ボルボは新型電気自動車(EV)「ボルボC40リチャージ(以下、C40リチャージ)」を2021年秋に日本へ投入する。C40リチャージはEV専用車で、販売はオンラインのみ。また契約後3カ月以降は自由に解約できる、新たなサブスクサービスの計画も明らかにした。
「C40リチャージ」はクーペスタイルに仕上げられたコンパクトSUV(多目的スポーツ車)だ。2021年3月2日にスウェーデン本社からオンラインで世界に向けて初公開され、翌3日に日本でも披露された。

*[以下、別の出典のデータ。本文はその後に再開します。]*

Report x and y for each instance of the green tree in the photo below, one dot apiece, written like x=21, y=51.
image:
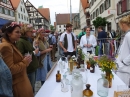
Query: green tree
x=100, y=22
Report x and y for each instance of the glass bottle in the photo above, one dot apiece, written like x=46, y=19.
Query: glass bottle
x=76, y=86
x=68, y=75
x=102, y=86
x=64, y=84
x=92, y=68
x=71, y=65
x=88, y=65
x=82, y=67
x=58, y=76
x=87, y=92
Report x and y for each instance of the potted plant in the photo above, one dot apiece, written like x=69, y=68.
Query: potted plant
x=92, y=65
x=107, y=65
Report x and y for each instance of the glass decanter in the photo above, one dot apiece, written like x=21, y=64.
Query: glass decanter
x=102, y=86
x=77, y=86
x=68, y=75
x=87, y=92
x=64, y=84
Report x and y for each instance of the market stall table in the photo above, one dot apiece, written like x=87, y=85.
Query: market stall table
x=53, y=89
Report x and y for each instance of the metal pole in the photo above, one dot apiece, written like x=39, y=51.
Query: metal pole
x=70, y=12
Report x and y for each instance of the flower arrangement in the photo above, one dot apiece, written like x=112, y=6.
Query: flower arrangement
x=80, y=53
x=107, y=64
x=92, y=61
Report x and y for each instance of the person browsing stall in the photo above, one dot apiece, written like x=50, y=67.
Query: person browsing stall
x=68, y=41
x=88, y=42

これに併せ、ボルボは30年までに完全な電気自動車メーカーに転身する計画を発表。今後、数年のうちにEVを複数台発売する。同社は25年までに世界販売台数に占めるEV比率を50%に高め、残り50%もハイブリッド車とする計画。最終的には現在のマイルドハイブリッド車やプラグインハイブリッド⾞(PHEV)を含め、エンジン搭載車を段階的に廃止し、EVのみを販売する方針だ。また今後投入する新型EVは、すべてオンラインのみで販売するという。
ひと目でEVと分かる専用デザインに
ボルボ・カー・ジャパンが21年3月3日に行ったオンラインイベントには、マーティン・パーソン社長がプレゼンターとして登壇し、C40リチャージを紹介。イベント終了後、発表会のために本国より持ち込んだ展示車を限定公開した。

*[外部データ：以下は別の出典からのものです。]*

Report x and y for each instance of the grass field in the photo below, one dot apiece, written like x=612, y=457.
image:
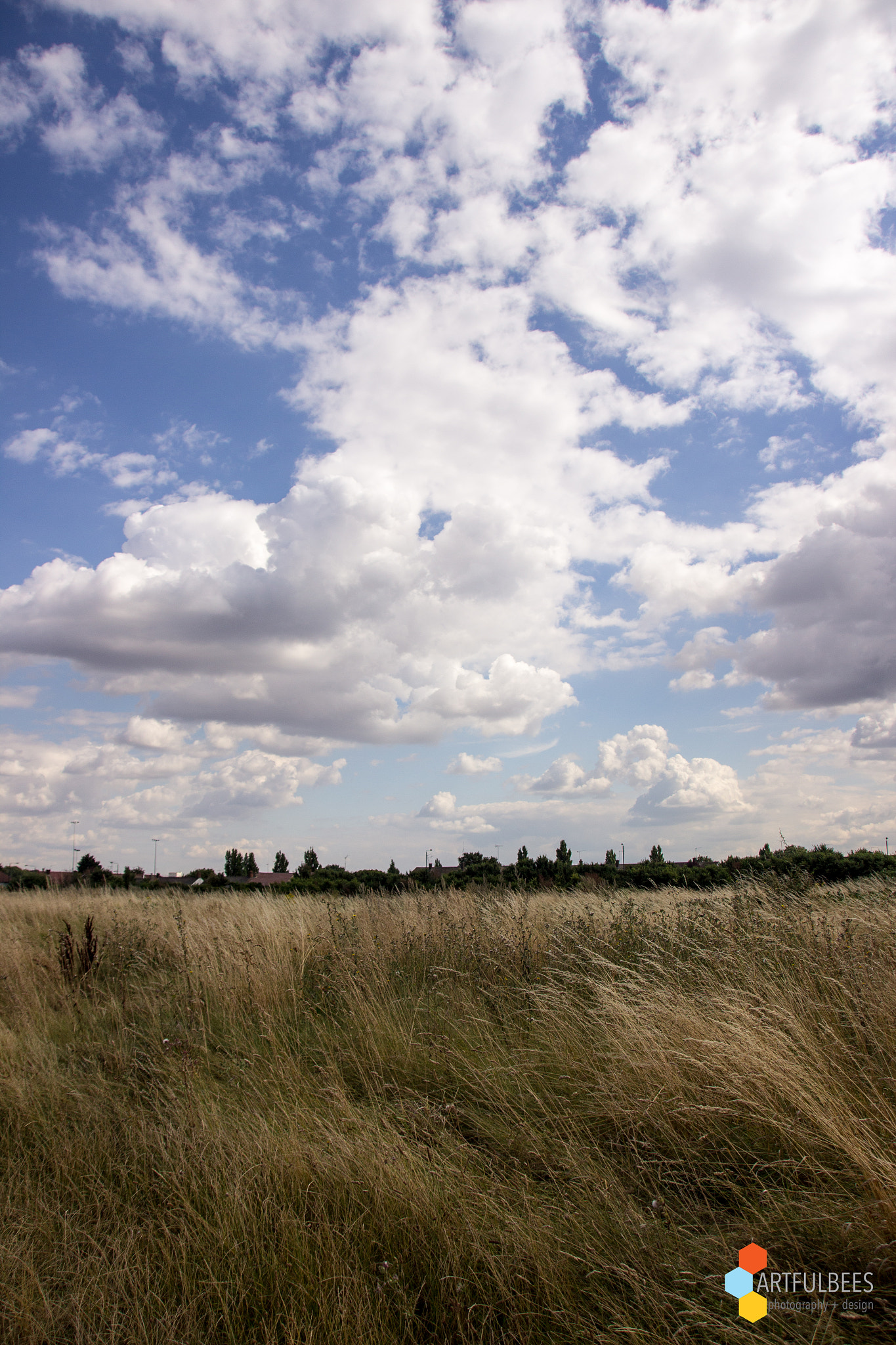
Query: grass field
x=454, y=1116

C40リチャージはボルボ史上初のEV専用車で、EVであることを主張するデザインが特徴だ。既に日本でも発売されているコンパクトSUVのEV「XC40リチャージ」とデザインの共通性はあるが、マイルドハイブリッド車の「XC40」に加え、プラグインハイブリッド車も併売するXC40リチャージ(現時点で日本にはXC40リチャージのEV車は未導入)に対し、C40リチャージはEVのみとあって、より特化したデザインが可能になったのだろう。

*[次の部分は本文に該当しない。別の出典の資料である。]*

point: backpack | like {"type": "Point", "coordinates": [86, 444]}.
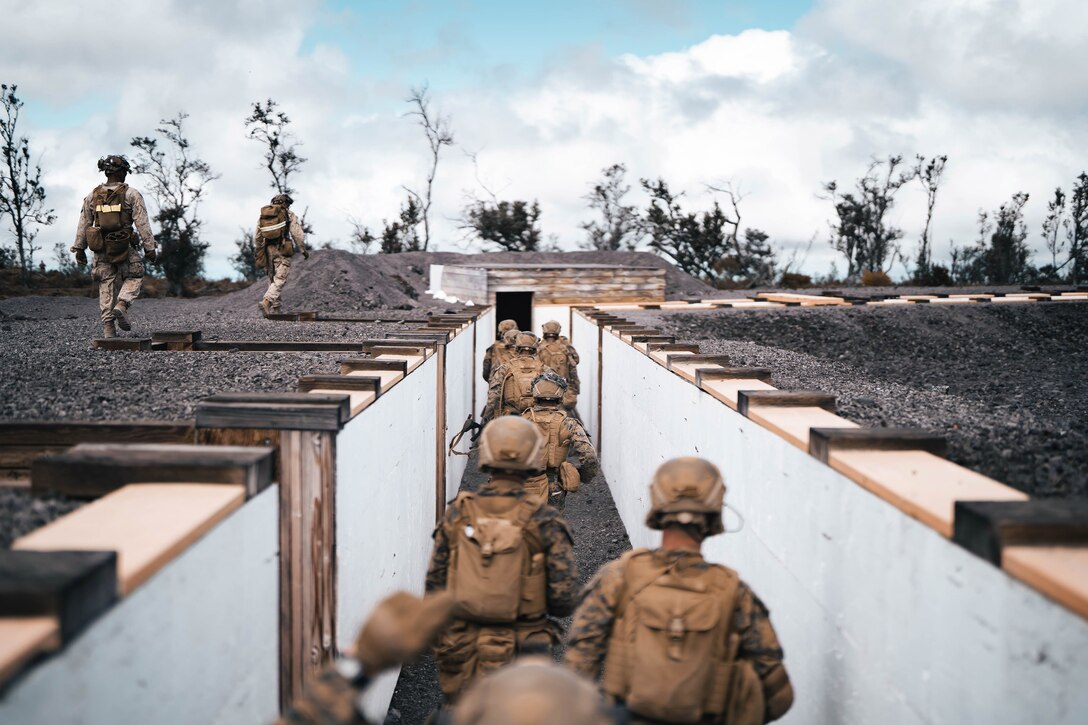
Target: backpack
{"type": "Point", "coordinates": [496, 566]}
{"type": "Point", "coordinates": [671, 654]}
{"type": "Point", "coordinates": [111, 229]}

例えばエクステリア(外装)。フロントをグリルレス(フロントの網や格子状の部分がないデザイン)にしたり、常にハイビームにして運転していても対向車の運転を妨げないよう光を制御する「ピクセル・ライト・テクノロジー」を用いたヘッドライトを採用したりしたことなどによって、EVらしさを際立たせている。インテリアでは、環境保護の観点からボルボでは初めてレザー素材を一切使用せず、オプションでも選択不可にした。また車両のソフトウエアはオンラインで更新され、工場出荷後も改善していくという。
動力を生み出すパワートレインは、車体の前後にそれぞれ電気モーターを搭載。C40リチャージはつまり4WD車だ。駆動用リチウムイオン電池は78kWh、航続距離(満充電で走行できる距離)は約420キロメートルを想定するが、ソフトウエアのアップデートで向上させる計画もあるという点が興味深い。なおC40リチャージは、ベルギー工場で21年秋から生産を開始する予定だ。
日本での新車販売も、EVに関してはオンライン販売へ切り替える。このためC40リチャージは、ボルボとしては日本に初めて投入するEVながら、オンラインのみでの販売となる。パーソン社長は「現時点で価格は未定」としながらも、「競争力があるものにしたい」と力強く語った。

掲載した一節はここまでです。